In the crop sector, more money would flow into pulses and vegetables and to support it all, the research and development (R&D) would get significant part of budget, and provide guiding principles to policymakers and farmers.

Such a meeting is in itself a positive development and a different beginning with the chief minister himself presiding over a meeting exclusively on agriculture. Officials are at least projecting it as a sign of realisation on the CM’s part that agriculture needs serious attention.

However, the farmers’ concerns are rooted in the pattern of governance and leadership model of the chief minister — his penchant for quick results and strong urge for creating an instant social and political impact of his actions. But the agriculture sector does not fit the model where growth is painfully slow, erratic and uncertain. Once production falls for any reason, the sector goes out of political favour. To check these trends, the agriculture needs a high level of planning, effective execution and higher level of political, financial and administrative commitments. The sector, however, remained largely neglected in the first year of the present government.

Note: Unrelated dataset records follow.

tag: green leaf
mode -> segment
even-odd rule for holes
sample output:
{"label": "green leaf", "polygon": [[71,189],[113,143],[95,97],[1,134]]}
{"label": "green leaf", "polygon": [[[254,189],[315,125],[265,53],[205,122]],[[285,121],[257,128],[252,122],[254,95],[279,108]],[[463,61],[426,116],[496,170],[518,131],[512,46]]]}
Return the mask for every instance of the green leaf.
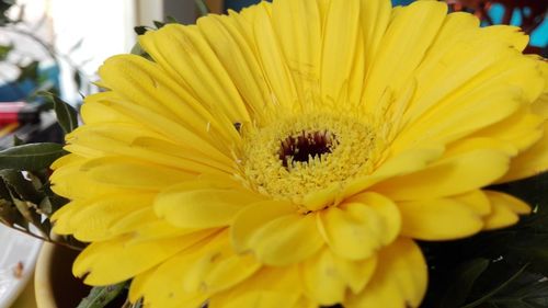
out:
{"label": "green leaf", "polygon": [[36,171],[49,168],[58,158],[67,152],[62,145],[44,142],[28,144],[0,151],[0,169]]}
{"label": "green leaf", "polygon": [[548,280],[543,275],[523,273],[503,292],[489,301],[498,308],[546,308],[548,307]]}
{"label": "green leaf", "polygon": [[478,307],[478,306],[480,306],[480,305],[482,305],[484,303],[488,303],[489,300],[491,300],[491,298],[495,297],[499,293],[501,293],[501,290],[503,290],[504,288],[509,287],[514,281],[516,281],[520,277],[520,275],[522,275],[525,272],[525,269],[527,269],[527,266],[528,266],[528,264],[523,265],[509,280],[506,280],[505,282],[501,283],[500,285],[498,285],[496,287],[494,287],[493,289],[491,289],[489,293],[487,293],[482,297],[473,300],[470,304],[467,304],[467,305],[463,306],[461,308],[475,308],[475,307]]}
{"label": "green leaf", "polygon": [[489,260],[478,258],[458,266],[455,278],[452,280],[450,286],[442,297],[441,308],[457,308],[463,305],[489,263]]}
{"label": "green leaf", "polygon": [[159,21],[152,21],[152,23],[155,24],[156,28],[161,28],[162,26],[165,25],[163,22],[159,22]]}
{"label": "green leaf", "polygon": [[21,70],[16,79],[18,82],[30,80],[38,80],[38,61],[32,61],[25,66],[19,66]]}
{"label": "green leaf", "polygon": [[209,14],[209,8],[207,8],[207,4],[204,0],[194,0],[196,3],[196,7],[198,8],[198,13],[201,16],[205,16]]}
{"label": "green leaf", "polygon": [[33,183],[23,176],[21,171],[13,169],[0,170],[0,181],[4,183],[4,187],[12,198],[16,197],[21,201],[38,204],[44,197],[43,194],[36,191]]}
{"label": "green leaf", "polygon": [[[76,73],[78,75],[78,72]],[[71,105],[53,93],[43,92],[42,95],[54,102],[57,121],[59,122],[59,125],[65,134],[68,134],[78,127],[78,112]]]}
{"label": "green leaf", "polygon": [[134,27],[134,31],[135,31],[135,33],[137,33],[137,35],[142,35],[142,34],[145,34],[149,30],[150,28],[148,26],[146,26],[146,25],[138,25],[138,26]]}
{"label": "green leaf", "polygon": [[14,147],[22,146],[24,144],[25,144],[25,141],[23,141],[23,139],[19,138],[16,135],[13,135],[13,146]]}
{"label": "green leaf", "polygon": [[90,295],[80,301],[78,308],[103,308],[115,299],[126,287],[127,283],[110,286],[93,287]]}

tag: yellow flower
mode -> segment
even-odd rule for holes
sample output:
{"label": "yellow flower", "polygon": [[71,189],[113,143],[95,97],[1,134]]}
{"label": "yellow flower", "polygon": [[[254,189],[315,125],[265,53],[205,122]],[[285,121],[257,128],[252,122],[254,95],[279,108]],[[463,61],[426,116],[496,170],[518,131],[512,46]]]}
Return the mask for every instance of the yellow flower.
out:
{"label": "yellow flower", "polygon": [[139,38],[100,69],[52,176],[73,272],[146,307],[418,307],[414,239],[529,208],[547,64],[436,1],[275,0]]}

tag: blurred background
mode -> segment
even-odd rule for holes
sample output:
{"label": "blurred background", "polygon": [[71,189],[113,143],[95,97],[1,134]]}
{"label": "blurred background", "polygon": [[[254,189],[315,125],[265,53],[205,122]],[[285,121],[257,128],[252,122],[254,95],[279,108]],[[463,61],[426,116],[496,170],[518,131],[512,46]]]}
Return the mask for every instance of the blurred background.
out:
{"label": "blurred background", "polygon": [[[522,26],[530,35],[527,53],[548,56],[548,0],[445,1],[452,10],[475,13],[483,25]],[[103,60],[132,50],[136,26],[156,27],[155,21],[167,16],[192,23],[202,2],[222,13],[259,0],[0,0],[0,149],[11,146],[14,134],[24,141],[54,138],[55,132],[33,135],[55,128],[55,119],[44,125],[47,104],[37,93],[48,91],[78,106],[96,91],[92,81]],[[410,2],[392,0],[395,5]],[[24,127],[35,129],[25,133]]]}

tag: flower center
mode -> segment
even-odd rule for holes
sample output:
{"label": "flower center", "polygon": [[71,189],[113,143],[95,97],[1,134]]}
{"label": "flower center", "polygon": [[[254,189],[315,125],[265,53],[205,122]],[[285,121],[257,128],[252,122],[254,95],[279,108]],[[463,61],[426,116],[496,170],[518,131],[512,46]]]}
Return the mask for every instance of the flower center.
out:
{"label": "flower center", "polygon": [[330,153],[336,139],[330,132],[305,132],[288,136],[279,145],[279,160],[287,168],[293,161],[308,162]]}
{"label": "flower center", "polygon": [[252,190],[299,204],[304,196],[370,173],[379,140],[367,121],[345,115],[288,117],[242,127],[241,174]]}

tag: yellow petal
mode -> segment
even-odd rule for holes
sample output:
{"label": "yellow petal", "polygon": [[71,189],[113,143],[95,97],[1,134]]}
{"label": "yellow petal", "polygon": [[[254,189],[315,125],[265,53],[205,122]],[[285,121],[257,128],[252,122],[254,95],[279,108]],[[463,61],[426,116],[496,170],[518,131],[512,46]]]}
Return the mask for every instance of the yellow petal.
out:
{"label": "yellow petal", "polygon": [[232,173],[231,166],[215,163],[203,157],[192,155],[187,149],[165,140],[140,125],[122,123],[87,124],[66,137],[72,153],[85,155],[90,150],[100,156],[119,155],[146,160],[191,173]]}
{"label": "yellow petal", "polygon": [[[307,23],[302,26],[301,21]],[[320,77],[323,20],[316,1],[276,1],[272,26],[295,82],[300,103],[307,102]],[[326,45],[327,46],[327,45]]]}
{"label": "yellow petal", "polygon": [[195,174],[141,160],[102,157],[82,164],[81,171],[94,182],[122,189],[160,191],[195,179]]}
{"label": "yellow petal", "polygon": [[489,202],[486,193],[481,190],[456,195],[452,198],[466,204],[478,216],[487,216],[491,214],[491,203]]}
{"label": "yellow petal", "polygon": [[392,13],[365,81],[367,87],[363,101],[367,104],[367,111],[381,107],[375,102],[380,101],[387,88],[401,91],[407,84],[435,38],[446,11],[445,3],[418,1],[398,14]]}
{"label": "yellow petal", "polygon": [[424,169],[430,162],[439,158],[443,147],[423,147],[395,155],[384,161],[373,174],[358,178],[344,187],[344,196],[352,196],[367,187],[395,176],[404,175]]}
{"label": "yellow petal", "polygon": [[397,201],[436,198],[489,185],[507,168],[506,155],[476,150],[444,159],[422,171],[386,180],[372,190]]}
{"label": "yellow petal", "polygon": [[381,48],[380,42],[390,21],[392,8],[389,1],[383,0],[362,0],[359,7],[365,48],[364,66],[367,73],[374,66],[378,49]]}
{"label": "yellow petal", "polygon": [[[100,101],[99,103],[107,105],[117,112],[124,113],[127,116],[130,116],[137,122],[142,123],[147,128],[152,132],[159,133],[163,135],[165,138],[169,138],[173,142],[176,142],[182,148],[191,149],[193,152],[199,152],[202,156],[205,156],[209,159],[216,160],[218,162],[225,164],[231,164],[231,159],[226,155],[227,148],[224,148],[231,142],[238,142],[238,139],[227,139],[225,137],[217,136],[215,142],[213,140],[203,139],[202,136],[196,135],[195,132],[191,132],[184,126],[181,125],[181,122],[175,122],[170,118],[167,118],[162,115],[159,115],[147,107],[142,107],[140,105],[132,104],[125,101],[117,101],[115,103],[110,101]],[[208,133],[210,125],[204,123],[202,129],[204,134]],[[233,125],[230,124],[230,129],[233,128]],[[224,132],[228,132],[228,129],[224,129]],[[213,137],[214,134],[206,134],[207,137]],[[222,149],[222,151],[219,148]],[[224,152],[225,151],[225,152]]]}
{"label": "yellow petal", "polygon": [[[249,122],[249,113],[230,76],[197,26],[170,24],[139,37],[141,46],[195,99],[213,110],[220,109],[232,123]],[[181,55],[176,59],[172,55]],[[215,102],[215,103],[214,103]]]}
{"label": "yellow petal", "polygon": [[378,261],[376,255],[359,261],[352,261],[336,255],[333,255],[333,259],[341,277],[353,294],[358,294],[364,289],[373,277]]}
{"label": "yellow petal", "polygon": [[493,212],[484,218],[486,230],[512,226],[520,220],[518,215],[529,214],[530,207],[523,201],[504,193],[486,191]]}
{"label": "yellow petal", "polygon": [[242,253],[251,249],[252,233],[267,223],[297,212],[297,207],[287,202],[266,201],[250,205],[235,218],[230,228],[235,250]]}
{"label": "yellow petal", "polygon": [[541,138],[541,124],[543,117],[532,113],[527,106],[513,116],[481,129],[475,135],[496,138],[523,151]]}
{"label": "yellow petal", "polygon": [[[349,198],[349,202],[365,204],[375,210],[377,224],[380,227],[379,239],[383,244],[389,244],[398,237],[401,228],[401,217],[397,205],[391,199],[377,193],[367,192]],[[347,209],[355,218],[362,215],[359,210]]]}
{"label": "yellow petal", "polygon": [[483,221],[467,204],[452,198],[399,202],[401,235],[420,240],[453,240],[479,232]]}
{"label": "yellow petal", "polygon": [[346,210],[332,207],[318,215],[324,241],[342,258],[363,260],[372,256],[381,246],[381,227],[375,210],[358,203],[346,204],[345,207]]}
{"label": "yellow petal", "polygon": [[313,216],[286,215],[259,227],[250,236],[250,250],[264,264],[275,266],[309,258],[323,246]]}
{"label": "yellow petal", "polygon": [[[362,90],[363,78],[357,87],[349,89],[349,77],[355,69],[354,59],[362,59],[359,28],[359,1],[331,1],[323,24],[323,48],[321,52],[321,79],[320,89],[323,100],[339,102],[340,98],[350,100],[349,103],[358,103],[361,92],[349,98],[351,93],[342,91]],[[363,36],[362,36],[363,37]],[[362,52],[362,53],[359,53]],[[316,52],[318,54],[318,52]],[[313,61],[310,60],[313,65]]]}
{"label": "yellow petal", "polygon": [[[70,199],[85,199],[89,196],[100,196],[106,194],[126,193],[132,194],[138,191],[113,186],[107,183],[102,183],[91,179],[88,173],[82,170],[82,166],[89,160],[71,159],[75,156],[68,156],[70,163],[55,170],[49,180],[53,183],[52,190],[64,197]],[[59,160],[65,163],[66,160]]]}
{"label": "yellow petal", "polygon": [[242,284],[214,295],[212,308],[288,308],[317,307],[302,296],[301,278],[296,266],[263,267]]}
{"label": "yellow petal", "polygon": [[70,227],[80,241],[91,242],[112,238],[110,228],[121,218],[150,206],[153,194],[110,195],[90,199],[71,213]]}
{"label": "yellow petal", "polygon": [[[244,103],[259,123],[270,100],[270,90],[253,54],[252,44],[235,25],[233,19],[209,15],[197,21],[202,35],[230,75]],[[171,58],[171,57],[170,57]]]}
{"label": "yellow petal", "polygon": [[[173,281],[158,281],[156,269],[138,274],[129,287],[129,300],[137,303],[142,299],[146,307],[162,308],[196,308],[207,301],[206,293],[187,293],[173,284]],[[167,277],[165,275],[163,277]]]}
{"label": "yellow petal", "polygon": [[374,277],[356,295],[350,295],[344,307],[419,307],[426,293],[427,269],[419,247],[399,239],[381,250]]}
{"label": "yellow petal", "polygon": [[119,101],[121,98],[115,92],[100,92],[93,95],[89,95],[83,100],[83,105],[80,109],[82,121],[85,124],[98,124],[98,123],[129,123],[138,124],[133,118],[119,113],[104,104],[98,103],[98,101]]}
{"label": "yellow petal", "polygon": [[272,98],[267,104],[290,110],[290,106],[297,101],[297,93],[277,35],[272,26],[269,10],[267,4],[261,3],[255,9],[253,20],[253,38],[258,58],[272,91]]}
{"label": "yellow petal", "polygon": [[179,237],[195,231],[197,230],[178,228],[160,219],[151,206],[121,217],[109,228],[113,236],[130,233],[132,242]]}
{"label": "yellow petal", "polygon": [[155,201],[159,217],[181,228],[230,225],[246,205],[261,201],[256,194],[209,181],[182,183],[161,192]]}
{"label": "yellow petal", "polygon": [[544,125],[543,137],[530,148],[512,159],[509,172],[499,182],[533,176],[548,170],[548,122]]}
{"label": "yellow petal", "polygon": [[77,258],[72,273],[89,285],[109,285],[142,273],[171,255],[201,241],[210,231],[185,237],[128,244],[128,237],[93,242]]}
{"label": "yellow petal", "polygon": [[316,303],[331,306],[344,299],[346,285],[329,250],[302,262],[301,271],[307,294]]}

If the country has to achieve 7pc growth that PML-N is aiming at, its agriculture has to grow by at least 4pc per annum


It is argued that the province harvested four bumper crops — wheat, maize, rice and sugarcane — this year but it may take Herculean effort to sustain this level of production. In that case, the crucial question remains if the chief minister can continue treading the agricultural leadership path he seems to have chosen. To the farmers, the coming budget would provide some clues.

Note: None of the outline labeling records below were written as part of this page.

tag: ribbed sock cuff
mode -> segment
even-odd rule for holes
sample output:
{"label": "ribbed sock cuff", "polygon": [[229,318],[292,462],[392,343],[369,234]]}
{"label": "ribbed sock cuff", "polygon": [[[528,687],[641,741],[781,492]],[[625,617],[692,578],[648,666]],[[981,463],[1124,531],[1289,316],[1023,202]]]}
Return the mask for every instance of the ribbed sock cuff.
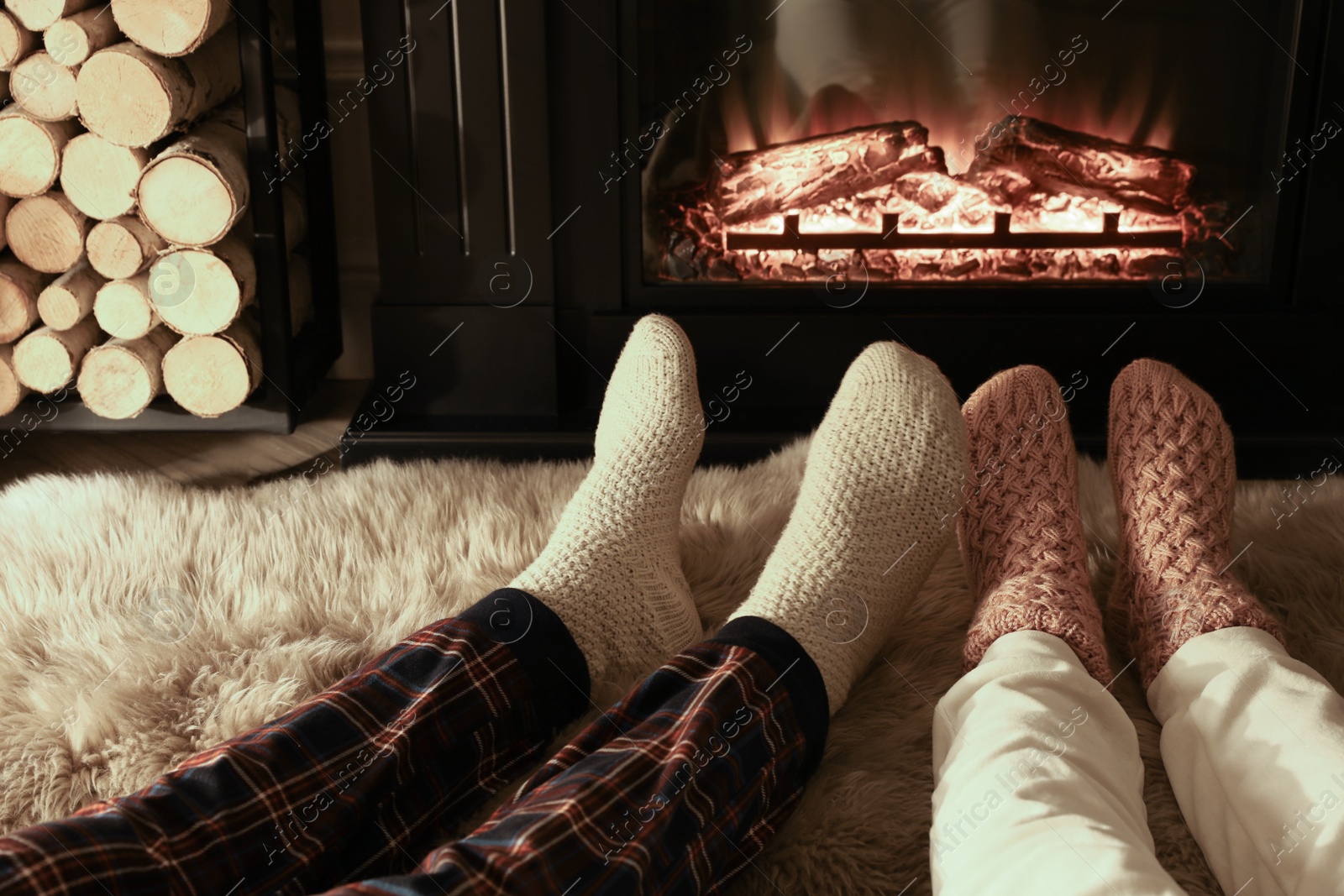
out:
{"label": "ribbed sock cuff", "polygon": [[519,588],[497,588],[458,617],[508,646],[536,690],[542,719],[559,731],[589,708],[593,682],[574,635],[548,606]]}
{"label": "ribbed sock cuff", "polygon": [[804,780],[810,778],[821,764],[827,732],[831,729],[831,701],[817,664],[792,634],[761,617],[731,619],[710,642],[746,647],[778,673],[780,677],[766,689],[782,685],[789,692],[789,703],[793,704],[806,743]]}

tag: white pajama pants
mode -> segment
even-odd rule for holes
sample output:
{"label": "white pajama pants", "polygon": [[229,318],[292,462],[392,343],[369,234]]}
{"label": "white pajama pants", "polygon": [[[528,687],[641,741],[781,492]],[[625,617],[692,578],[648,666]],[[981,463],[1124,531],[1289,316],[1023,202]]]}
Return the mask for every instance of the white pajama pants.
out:
{"label": "white pajama pants", "polygon": [[[1191,639],[1148,690],[1226,896],[1344,895],[1344,699],[1258,629]],[[1017,631],[938,703],[934,893],[1180,893],[1134,725],[1059,638]]]}

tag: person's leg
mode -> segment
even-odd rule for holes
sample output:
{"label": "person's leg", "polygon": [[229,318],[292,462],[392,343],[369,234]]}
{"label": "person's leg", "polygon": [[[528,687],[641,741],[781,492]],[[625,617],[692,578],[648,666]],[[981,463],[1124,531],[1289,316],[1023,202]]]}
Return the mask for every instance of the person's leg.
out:
{"label": "person's leg", "polygon": [[1059,388],[1013,368],[964,414],[958,539],[978,606],[969,672],[934,713],[934,892],[1180,893],[1153,854],[1134,725],[1106,690]]}
{"label": "person's leg", "polygon": [[414,864],[591,705],[700,637],[676,525],[703,430],[667,318],[612,373],[597,458],[515,582],[146,790],[0,838],[0,893],[312,892]]}
{"label": "person's leg", "polygon": [[1344,893],[1344,699],[1228,572],[1231,431],[1159,361],[1126,367],[1110,400],[1116,599],[1181,813],[1227,893]]}
{"label": "person's leg", "polygon": [[[527,650],[507,643],[517,619]],[[586,677],[555,613],[495,591],[140,793],[0,837],[0,893],[239,896],[386,873],[539,759],[587,709]]]}
{"label": "person's leg", "polygon": [[828,717],[946,543],[965,457],[946,380],[895,344],[849,367],[798,501],[718,637],[636,688],[485,825],[360,893],[718,892],[797,806]]}

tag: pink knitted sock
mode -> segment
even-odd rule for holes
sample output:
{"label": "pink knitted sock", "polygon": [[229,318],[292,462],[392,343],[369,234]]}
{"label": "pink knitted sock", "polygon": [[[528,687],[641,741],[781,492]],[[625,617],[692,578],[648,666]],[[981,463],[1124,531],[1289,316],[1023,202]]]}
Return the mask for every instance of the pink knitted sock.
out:
{"label": "pink knitted sock", "polygon": [[1144,688],[1206,631],[1278,623],[1228,574],[1236,461],[1218,404],[1169,364],[1140,359],[1110,387],[1110,476],[1121,552],[1113,602],[1129,615]]}
{"label": "pink knitted sock", "polygon": [[1110,684],[1059,386],[1039,367],[1015,367],[976,390],[961,412],[972,480],[957,537],[980,599],[966,633],[966,669],[1011,631],[1048,631]]}

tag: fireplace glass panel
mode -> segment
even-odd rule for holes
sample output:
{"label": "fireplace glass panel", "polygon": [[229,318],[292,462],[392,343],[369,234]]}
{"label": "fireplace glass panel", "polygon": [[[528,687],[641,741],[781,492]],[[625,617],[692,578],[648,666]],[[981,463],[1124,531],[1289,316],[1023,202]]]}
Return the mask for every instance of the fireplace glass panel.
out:
{"label": "fireplace glass panel", "polygon": [[1296,4],[1111,1],[641,0],[645,281],[1267,282]]}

Apart from the areas Punjab has selected for itself, there is a number of others that need equal, if not more, attention. The absence of individual crop strategies is one of them. The province has no wheat vision or has devised ways to control cotton crisis. It has no clue as to what national or provincial wheat requirements 10 years down the line will be, or what its textile industry will require to meet its expanding cotton needs.

What would be the role of the government in wheat or cotton trade? What would be its pulses requirement in 2025 or how much vegetables it would need to feed ever-expanding population. All crop estimates are based on previous year’s targets or performance. Even they are revised upwards or downwards during the crop cycle according to weather conditions. With weather turning erratic, the province revises those figures at unprecedented frequency and is not sure about final figure till the last moment. Revision of wheat size this year explains the point. Only a long-term plan, broken into short- and long-term targets, can provide benchmark for budgetary performance.

If the country has to achieve 7pc growth that PML-N is aiming at, its agriculture has to develop at least at 4pc. And if national agriculture has to attain that level of growth, the sector in Punjab, which produces over 80pc of it, has to grow, as the experts put it, at 5pc. Taking the growth from current 2pc to 5pc would take huge fund diversion to farming, very dynamic leadership and latest technologies. It has limited land base and even limited water resources. Thus, new technologies are the only option.

The current inadequate level of investment in basic technologies is evident from its present machine pool. The Punjab government has a total 338 bulldozers and all of them gifted by others for projects or government. The last one inducted in that pool was in 1993.

With these machines, it can level around 20,000 acres a year and may take 200 years to bring five million acres of new land that the province needs to bring under cultivation.

This budget has raised hopes for two reasons: recent federal emphasis on the sector and some follow-up meetings, including the chief ministerial one, at provincial level. One hopes that farmers’ expectations do not crash after the budget.